Wenn der Schuh drückt - Entstehung von Hyperkeratosen, Callositas und Clavi

01.02.2011Diese gemeinen Stellen an den Füßen sind meist harmlos, aber sie schmerzen sehr. Laufen, Sport oder Tanzen wird zur Qual. Sind immer die Schuhe schuld oder kann es auch am Gehstil liegen oder gibt es gar „Hühneraugenveranlagung“?

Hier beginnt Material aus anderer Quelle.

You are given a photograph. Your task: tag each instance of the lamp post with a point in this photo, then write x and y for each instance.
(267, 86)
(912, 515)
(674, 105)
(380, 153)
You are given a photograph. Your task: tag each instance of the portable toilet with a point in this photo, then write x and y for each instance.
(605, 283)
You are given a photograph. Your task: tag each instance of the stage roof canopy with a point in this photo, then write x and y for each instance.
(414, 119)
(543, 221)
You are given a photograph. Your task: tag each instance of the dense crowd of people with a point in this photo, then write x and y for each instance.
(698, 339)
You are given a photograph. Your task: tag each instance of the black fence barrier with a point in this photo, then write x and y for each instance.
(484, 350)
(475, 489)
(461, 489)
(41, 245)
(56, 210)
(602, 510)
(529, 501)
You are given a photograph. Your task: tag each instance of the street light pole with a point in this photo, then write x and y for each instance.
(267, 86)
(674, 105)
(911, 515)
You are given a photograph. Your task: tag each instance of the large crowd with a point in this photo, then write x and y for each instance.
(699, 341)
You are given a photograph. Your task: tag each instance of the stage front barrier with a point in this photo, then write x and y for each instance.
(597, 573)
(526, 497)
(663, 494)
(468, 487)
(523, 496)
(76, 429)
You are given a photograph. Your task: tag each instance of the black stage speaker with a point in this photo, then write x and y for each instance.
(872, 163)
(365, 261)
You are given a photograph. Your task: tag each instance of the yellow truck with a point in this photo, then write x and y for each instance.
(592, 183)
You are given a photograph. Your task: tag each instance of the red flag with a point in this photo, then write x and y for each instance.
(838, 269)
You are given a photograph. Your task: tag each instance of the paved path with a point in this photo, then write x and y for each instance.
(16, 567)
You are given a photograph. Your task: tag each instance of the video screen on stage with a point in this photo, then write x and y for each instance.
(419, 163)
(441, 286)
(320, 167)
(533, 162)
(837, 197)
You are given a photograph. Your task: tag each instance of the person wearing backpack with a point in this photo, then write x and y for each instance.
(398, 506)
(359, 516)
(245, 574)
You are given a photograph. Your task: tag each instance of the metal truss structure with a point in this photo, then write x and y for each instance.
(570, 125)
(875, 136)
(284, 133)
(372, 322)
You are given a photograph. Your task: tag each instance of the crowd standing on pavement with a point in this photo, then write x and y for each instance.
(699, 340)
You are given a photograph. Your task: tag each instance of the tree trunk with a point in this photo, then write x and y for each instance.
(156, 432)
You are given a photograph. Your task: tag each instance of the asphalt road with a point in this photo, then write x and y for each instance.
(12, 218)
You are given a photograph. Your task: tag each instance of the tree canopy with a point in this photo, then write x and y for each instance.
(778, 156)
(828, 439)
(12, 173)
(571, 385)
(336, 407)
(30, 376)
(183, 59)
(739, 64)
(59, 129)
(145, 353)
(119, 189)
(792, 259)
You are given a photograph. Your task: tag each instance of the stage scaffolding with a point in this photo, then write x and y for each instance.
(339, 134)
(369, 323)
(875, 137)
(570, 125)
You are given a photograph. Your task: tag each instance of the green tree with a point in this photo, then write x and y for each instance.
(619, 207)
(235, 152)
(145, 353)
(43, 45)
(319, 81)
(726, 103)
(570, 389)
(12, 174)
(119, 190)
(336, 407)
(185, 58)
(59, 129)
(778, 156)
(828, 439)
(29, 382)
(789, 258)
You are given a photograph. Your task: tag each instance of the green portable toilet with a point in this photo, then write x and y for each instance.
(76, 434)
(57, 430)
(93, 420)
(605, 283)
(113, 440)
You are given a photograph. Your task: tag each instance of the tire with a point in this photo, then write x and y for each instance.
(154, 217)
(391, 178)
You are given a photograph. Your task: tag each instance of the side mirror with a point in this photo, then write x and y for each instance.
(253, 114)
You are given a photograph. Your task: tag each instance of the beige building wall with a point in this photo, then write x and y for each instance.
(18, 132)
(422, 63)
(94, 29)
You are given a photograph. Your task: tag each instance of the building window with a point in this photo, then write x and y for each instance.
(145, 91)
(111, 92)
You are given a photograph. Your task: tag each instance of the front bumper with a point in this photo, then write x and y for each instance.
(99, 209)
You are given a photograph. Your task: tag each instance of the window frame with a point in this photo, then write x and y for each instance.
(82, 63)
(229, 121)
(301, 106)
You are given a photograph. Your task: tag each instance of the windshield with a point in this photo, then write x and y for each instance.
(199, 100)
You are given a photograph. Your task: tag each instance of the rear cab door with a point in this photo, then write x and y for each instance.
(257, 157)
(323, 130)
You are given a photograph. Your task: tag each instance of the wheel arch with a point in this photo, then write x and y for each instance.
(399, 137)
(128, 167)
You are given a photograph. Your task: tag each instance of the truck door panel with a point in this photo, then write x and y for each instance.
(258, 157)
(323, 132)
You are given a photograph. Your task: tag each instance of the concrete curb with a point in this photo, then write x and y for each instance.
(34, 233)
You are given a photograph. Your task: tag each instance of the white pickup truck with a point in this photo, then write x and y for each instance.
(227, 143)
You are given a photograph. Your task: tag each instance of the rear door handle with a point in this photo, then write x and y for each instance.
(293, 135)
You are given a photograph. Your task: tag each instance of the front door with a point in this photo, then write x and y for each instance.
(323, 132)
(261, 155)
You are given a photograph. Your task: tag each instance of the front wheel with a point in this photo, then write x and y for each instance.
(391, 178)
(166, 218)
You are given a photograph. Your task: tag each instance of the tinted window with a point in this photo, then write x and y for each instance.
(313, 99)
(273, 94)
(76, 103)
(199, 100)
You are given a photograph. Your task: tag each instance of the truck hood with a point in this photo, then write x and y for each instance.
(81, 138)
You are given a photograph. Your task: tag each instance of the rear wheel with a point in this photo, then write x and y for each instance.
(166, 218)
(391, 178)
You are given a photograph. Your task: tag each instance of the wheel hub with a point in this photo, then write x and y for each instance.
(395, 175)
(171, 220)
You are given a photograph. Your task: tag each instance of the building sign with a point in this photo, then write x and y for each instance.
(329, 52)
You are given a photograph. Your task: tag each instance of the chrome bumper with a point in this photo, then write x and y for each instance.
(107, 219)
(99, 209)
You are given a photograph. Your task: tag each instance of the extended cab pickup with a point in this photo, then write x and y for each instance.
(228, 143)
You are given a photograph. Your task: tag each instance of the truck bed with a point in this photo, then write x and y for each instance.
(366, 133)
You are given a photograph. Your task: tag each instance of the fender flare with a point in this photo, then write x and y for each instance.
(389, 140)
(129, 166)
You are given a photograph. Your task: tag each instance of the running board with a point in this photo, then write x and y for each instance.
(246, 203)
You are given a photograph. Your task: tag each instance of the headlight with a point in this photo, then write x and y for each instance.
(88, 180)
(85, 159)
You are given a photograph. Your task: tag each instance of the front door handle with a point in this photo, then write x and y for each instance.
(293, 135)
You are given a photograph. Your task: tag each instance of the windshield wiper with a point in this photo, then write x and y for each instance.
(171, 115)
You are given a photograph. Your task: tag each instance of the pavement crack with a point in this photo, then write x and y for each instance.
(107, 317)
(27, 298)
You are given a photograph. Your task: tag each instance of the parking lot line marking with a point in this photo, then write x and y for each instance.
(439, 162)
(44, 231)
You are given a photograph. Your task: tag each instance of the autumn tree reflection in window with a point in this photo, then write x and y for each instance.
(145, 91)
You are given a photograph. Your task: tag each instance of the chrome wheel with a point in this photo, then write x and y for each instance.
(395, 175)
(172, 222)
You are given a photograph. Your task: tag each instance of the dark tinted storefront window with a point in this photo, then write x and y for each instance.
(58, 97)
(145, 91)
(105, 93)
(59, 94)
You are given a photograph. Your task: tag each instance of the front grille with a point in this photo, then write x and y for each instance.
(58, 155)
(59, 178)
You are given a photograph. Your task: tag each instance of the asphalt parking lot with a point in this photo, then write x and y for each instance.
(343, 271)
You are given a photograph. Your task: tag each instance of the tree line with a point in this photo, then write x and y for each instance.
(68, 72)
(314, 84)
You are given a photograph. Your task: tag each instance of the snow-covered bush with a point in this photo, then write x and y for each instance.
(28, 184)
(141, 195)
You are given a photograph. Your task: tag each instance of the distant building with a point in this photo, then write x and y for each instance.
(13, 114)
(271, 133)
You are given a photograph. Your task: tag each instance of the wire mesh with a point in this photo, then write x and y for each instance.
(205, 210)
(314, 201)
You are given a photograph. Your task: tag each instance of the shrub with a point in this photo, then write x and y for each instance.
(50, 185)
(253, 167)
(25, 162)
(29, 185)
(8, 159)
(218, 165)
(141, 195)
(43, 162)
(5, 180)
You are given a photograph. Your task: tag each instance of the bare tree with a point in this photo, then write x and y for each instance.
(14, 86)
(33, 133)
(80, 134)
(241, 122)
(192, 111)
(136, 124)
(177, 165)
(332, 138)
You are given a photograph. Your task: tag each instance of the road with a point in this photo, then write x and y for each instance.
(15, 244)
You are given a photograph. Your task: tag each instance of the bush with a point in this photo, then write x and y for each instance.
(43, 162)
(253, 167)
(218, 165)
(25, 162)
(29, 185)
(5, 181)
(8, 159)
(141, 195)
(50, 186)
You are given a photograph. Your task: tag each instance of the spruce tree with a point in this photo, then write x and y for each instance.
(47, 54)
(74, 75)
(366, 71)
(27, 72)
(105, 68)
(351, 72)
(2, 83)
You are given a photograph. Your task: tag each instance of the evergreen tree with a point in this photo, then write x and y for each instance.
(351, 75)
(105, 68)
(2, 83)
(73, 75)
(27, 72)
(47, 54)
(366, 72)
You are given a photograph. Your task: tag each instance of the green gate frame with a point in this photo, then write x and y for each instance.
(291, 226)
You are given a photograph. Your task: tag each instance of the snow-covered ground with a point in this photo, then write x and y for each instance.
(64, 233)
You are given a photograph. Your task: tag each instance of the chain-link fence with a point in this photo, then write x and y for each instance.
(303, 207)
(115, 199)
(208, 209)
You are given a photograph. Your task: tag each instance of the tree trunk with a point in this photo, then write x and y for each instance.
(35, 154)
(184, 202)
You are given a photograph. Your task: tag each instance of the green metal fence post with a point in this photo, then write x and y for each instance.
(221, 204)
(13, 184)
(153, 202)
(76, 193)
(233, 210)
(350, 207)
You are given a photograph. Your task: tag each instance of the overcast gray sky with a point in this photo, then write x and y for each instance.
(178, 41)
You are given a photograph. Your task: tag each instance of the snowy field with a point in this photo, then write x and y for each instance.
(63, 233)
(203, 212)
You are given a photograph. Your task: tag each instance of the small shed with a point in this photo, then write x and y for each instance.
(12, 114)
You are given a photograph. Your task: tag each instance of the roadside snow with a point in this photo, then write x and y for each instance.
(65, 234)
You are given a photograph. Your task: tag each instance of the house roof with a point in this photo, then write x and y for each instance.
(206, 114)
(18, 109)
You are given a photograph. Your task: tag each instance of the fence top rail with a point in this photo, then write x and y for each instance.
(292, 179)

Wie entsteht nun eigentlich „harte Haut“ an den Füssen, aber auch an Händen oder Ellbogen?
Klären wir zunächst die unterschiedlichen Begriffe. Wird von Hyperkeratosen (hyper= übermäßig; Keratos=Horn) gesprochen, so ist eine Mehrproduktion von Hornhaut gemeint. Sie erscheint sehr oft als schuppig und trocken aussehende Verdickung. Hyperkeratose steht zudem als Überbegriff für die unterschiedlichsten Verhornungen. Eine Druckstelle hingegen ist eine Unterart der Hyperkeratose. Sie wird auch als Schwiele oder lateinisch als Callositas bezeichnet. Sie ist üblicherweise eher flächig und nicht schuppend. Durch ihre gelbliche Farbe unterscheidet sich die Callositas von der normalen Haut. Die Schwiele liegt meist im Hautniveau, während die Hyperkeratose über Hautniveau zu finden ist. Wird nun ein permanenter Druck zusammen mit einer mechanischen Reibung auf die Schwiele ausgeübt, so entsteht ein Hühnerauge (lat. Clavus).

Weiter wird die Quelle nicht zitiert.